What’s your point? I can hear you asking. The above is my long-winded way of letting you know that it’s not the end of the world when the deadlines (otherwise known as goals with time frames) that you set for yourself don’t get met. So your book or your blog post gets published later. So what?
The one time it really is a problem is when you’re getting paid to write to a deadline. I was a paid corporate writer for over seven years and I never missed one deadline during that time. Probably because I wasn’t emotionally attached to what I was writing and everybody else seemed to like the results, so that was good enough for me.

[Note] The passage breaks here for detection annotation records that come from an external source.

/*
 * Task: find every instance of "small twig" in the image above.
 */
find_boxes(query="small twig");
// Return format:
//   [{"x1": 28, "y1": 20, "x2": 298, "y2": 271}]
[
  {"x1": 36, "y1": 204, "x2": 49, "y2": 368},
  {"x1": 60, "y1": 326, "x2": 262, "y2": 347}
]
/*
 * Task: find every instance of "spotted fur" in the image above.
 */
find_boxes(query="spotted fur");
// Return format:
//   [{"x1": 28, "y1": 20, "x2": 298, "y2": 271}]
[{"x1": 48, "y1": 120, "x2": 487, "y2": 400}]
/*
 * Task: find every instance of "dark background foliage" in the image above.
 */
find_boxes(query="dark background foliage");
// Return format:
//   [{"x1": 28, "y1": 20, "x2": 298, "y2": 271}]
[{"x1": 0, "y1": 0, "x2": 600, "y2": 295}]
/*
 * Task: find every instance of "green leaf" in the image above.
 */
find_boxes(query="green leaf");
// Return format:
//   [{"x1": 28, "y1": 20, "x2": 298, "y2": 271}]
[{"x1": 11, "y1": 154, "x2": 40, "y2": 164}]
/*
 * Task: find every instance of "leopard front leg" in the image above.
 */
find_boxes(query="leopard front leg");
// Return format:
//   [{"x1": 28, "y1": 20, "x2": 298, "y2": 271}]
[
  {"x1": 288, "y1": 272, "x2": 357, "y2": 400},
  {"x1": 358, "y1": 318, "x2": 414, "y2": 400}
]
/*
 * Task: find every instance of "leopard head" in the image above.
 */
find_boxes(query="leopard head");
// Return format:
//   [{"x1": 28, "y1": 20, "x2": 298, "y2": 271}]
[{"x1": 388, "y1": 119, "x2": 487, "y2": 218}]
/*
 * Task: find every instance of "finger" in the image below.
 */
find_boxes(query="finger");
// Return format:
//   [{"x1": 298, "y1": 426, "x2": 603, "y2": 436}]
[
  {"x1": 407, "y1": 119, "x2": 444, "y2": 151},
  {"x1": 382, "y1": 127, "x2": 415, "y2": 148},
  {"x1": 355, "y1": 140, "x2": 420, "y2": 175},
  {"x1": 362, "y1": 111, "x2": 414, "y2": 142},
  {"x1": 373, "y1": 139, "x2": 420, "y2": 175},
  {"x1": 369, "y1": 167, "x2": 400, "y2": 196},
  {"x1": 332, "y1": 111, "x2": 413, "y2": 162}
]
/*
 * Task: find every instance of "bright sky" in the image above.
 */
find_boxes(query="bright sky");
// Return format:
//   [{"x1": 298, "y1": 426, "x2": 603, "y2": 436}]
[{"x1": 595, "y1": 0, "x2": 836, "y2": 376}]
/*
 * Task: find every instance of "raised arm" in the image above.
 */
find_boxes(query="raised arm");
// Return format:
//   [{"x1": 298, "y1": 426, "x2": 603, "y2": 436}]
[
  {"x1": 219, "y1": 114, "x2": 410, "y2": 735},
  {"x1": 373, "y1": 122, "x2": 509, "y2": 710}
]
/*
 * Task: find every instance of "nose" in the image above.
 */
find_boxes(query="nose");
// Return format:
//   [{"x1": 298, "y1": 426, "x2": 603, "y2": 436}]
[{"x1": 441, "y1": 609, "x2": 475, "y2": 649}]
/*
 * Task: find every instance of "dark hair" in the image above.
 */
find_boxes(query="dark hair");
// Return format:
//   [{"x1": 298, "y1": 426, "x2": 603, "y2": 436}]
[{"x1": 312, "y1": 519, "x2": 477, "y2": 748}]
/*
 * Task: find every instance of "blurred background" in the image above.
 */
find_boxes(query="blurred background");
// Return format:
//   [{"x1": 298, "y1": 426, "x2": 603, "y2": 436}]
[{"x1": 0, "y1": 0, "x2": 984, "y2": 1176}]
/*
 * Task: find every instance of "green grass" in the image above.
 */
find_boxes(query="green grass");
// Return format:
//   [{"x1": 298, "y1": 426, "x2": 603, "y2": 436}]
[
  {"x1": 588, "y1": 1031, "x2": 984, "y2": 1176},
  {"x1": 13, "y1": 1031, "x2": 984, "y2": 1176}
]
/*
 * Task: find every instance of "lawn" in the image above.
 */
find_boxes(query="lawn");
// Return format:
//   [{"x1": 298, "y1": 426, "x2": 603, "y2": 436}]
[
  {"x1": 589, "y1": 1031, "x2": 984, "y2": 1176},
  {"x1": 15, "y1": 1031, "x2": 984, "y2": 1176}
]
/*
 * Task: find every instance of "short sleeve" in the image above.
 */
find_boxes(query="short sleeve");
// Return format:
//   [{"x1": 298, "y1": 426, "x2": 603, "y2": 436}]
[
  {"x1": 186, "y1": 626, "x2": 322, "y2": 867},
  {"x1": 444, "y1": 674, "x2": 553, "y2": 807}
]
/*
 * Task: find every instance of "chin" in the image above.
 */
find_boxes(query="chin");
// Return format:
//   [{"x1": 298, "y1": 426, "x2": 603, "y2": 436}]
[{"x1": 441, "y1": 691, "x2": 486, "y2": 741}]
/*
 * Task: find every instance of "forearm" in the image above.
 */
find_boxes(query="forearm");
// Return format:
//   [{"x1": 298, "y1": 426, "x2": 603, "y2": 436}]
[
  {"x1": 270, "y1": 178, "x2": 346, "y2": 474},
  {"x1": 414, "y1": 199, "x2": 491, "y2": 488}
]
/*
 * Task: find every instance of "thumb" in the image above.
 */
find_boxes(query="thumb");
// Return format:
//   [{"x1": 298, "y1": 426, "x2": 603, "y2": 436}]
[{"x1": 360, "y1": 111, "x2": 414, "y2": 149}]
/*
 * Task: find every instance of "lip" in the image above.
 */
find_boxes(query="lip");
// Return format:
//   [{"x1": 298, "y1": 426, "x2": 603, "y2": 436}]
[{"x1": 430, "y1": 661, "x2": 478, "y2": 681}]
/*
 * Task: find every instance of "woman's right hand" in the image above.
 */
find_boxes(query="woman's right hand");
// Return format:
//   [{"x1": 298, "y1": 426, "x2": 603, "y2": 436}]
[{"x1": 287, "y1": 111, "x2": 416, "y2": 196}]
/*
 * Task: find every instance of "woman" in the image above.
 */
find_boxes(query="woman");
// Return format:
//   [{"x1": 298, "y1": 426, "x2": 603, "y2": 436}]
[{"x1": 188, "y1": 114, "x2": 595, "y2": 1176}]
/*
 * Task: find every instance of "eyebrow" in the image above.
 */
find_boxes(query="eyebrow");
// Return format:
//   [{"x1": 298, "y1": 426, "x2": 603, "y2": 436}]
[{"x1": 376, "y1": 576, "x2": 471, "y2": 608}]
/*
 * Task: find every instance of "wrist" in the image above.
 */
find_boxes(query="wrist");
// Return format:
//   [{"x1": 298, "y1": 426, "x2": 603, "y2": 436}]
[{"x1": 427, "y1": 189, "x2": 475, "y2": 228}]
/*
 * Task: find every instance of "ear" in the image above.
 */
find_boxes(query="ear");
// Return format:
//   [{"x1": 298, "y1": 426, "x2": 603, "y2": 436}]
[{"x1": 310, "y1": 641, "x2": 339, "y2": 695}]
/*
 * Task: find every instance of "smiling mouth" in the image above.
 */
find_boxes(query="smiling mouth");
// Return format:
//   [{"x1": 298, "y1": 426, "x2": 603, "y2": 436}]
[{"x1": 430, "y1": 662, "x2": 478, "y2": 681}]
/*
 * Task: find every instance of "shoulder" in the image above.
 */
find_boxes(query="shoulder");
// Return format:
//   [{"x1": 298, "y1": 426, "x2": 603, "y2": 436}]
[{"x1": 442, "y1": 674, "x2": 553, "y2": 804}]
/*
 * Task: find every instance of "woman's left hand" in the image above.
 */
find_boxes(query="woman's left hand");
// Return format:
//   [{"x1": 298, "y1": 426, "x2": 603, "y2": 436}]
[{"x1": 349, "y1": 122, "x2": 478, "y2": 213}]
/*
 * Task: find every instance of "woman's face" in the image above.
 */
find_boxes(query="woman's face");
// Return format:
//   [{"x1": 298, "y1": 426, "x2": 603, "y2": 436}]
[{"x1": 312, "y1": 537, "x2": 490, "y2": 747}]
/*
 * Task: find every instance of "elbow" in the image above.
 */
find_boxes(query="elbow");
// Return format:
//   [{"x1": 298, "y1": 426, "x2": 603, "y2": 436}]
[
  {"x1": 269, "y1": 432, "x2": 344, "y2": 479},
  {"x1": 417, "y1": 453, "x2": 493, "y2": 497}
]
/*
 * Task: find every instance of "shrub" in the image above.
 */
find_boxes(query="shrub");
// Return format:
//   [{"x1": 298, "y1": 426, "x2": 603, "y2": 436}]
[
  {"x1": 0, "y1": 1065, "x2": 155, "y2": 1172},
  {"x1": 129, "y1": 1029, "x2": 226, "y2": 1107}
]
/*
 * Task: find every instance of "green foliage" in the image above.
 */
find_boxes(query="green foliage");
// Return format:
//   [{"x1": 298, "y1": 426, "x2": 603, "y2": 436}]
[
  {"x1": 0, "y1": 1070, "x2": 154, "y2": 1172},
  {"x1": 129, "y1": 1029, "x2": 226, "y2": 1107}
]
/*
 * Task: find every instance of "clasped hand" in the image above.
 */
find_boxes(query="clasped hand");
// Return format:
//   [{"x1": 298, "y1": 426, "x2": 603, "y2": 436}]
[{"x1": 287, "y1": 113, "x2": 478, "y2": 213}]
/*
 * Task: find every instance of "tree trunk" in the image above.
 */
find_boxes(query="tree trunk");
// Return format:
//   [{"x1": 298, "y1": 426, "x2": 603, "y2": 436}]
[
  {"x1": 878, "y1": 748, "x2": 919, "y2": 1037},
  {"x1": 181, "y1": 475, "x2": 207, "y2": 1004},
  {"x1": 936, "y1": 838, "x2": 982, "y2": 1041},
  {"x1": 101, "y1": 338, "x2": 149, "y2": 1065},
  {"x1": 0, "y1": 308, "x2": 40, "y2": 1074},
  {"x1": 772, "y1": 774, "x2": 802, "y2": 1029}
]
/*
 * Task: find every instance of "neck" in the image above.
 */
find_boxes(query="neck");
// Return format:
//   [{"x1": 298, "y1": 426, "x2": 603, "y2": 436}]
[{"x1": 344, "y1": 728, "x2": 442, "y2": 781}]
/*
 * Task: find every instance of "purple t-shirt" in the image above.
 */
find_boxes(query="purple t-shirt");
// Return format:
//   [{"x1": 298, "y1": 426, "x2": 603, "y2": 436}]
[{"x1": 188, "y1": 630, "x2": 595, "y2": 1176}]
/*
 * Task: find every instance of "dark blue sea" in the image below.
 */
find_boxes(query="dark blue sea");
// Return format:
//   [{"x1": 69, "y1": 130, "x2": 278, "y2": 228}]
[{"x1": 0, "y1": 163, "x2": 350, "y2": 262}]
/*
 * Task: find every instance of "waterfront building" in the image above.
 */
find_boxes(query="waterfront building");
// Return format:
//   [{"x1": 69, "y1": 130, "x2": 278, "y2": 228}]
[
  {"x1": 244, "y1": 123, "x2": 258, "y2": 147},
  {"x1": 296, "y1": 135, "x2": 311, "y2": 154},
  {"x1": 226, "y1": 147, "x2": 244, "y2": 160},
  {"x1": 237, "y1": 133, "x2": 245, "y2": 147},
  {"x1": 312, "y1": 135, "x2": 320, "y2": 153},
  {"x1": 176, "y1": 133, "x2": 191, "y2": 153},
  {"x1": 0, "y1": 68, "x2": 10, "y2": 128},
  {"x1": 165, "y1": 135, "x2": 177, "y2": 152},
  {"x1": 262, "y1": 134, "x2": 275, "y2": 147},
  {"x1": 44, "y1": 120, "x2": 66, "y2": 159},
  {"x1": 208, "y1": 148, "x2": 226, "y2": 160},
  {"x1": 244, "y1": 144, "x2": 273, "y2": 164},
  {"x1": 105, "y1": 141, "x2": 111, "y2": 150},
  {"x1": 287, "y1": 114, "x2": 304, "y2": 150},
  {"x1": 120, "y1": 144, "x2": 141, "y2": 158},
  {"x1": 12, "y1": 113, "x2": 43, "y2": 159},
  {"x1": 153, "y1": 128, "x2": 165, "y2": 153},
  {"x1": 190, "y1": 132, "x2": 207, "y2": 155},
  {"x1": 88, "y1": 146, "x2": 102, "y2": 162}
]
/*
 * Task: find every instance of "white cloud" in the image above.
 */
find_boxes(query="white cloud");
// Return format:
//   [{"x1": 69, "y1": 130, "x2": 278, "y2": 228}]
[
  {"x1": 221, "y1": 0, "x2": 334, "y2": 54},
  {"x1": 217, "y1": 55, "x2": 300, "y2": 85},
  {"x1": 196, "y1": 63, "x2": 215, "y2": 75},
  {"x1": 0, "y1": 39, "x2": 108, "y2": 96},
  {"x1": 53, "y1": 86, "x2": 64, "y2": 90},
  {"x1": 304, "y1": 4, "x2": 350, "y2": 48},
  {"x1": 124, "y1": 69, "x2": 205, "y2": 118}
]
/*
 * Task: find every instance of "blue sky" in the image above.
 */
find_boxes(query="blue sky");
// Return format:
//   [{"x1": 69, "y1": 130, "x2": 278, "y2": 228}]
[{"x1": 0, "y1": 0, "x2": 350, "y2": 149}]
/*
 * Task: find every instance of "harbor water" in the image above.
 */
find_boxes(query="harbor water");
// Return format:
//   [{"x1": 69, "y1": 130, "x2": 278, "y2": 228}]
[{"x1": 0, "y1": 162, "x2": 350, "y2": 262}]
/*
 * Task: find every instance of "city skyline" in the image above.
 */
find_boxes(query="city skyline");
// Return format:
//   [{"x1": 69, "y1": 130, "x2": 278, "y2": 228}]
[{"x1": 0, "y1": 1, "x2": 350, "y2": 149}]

Corporate writing is one thing but a publishing contract is another. I’ve written previously about how it isn’t always what it’s cracked up to be. This is from the second of two posts I wrote about why it’s unlikely you will and why you shouldn’t take it to heart when you don’t win writing competitions:
“The prize on offer for the winner of the Text Prize was a publishing contract, which is what we writers think we want. But I spoke to two people at the announcement party who made me wonder if I should be careful what I’m wishing for.
“The first was a writer who has been quite successful and has published a lot. But that writer also seemed very tired, almost on the verge of a burn out, because of contracts with short deadlines that had to be met no matter what. Writers without contracts can sit at home and tinker with our books for years trying to get them right without any such pressure. We bemoan the time as it ticks by without any seeming progress, but now I’m wondering if this is the simpler time we will later fondly look back on and dream of returning to.
“The second person I spoke to worked at a publishing company – there were quite a few different companies represented at the party – and I mentioned that I had enjoyed a book the company had published but hadn’t liked the sequel. ‘Neither did we,’ that person responded. ‘Even the author wasn’t happy with it.’
“‘Then why,’ I asked, ‘was it published at all? Why wasn’t it held back until the author was happy with the final result?’ I was told that there were international contracts in place with specific deadlines and that these other publishers didn’t care so much about whether it was any good, just that they could capitalise on the success of the first book by rushing out the second.”
If deadlines work for you, then by all means go ahead and set them. If they don’t, you can set them as well and then watch as they go by unmet. As Douglas Adams, author of The Hitchhiker’s Guide to the Galaxy, said, “I love deadlines. I love the whooshing sound they make as they go by.” Maybe you’ll learn to love the sound of them, too.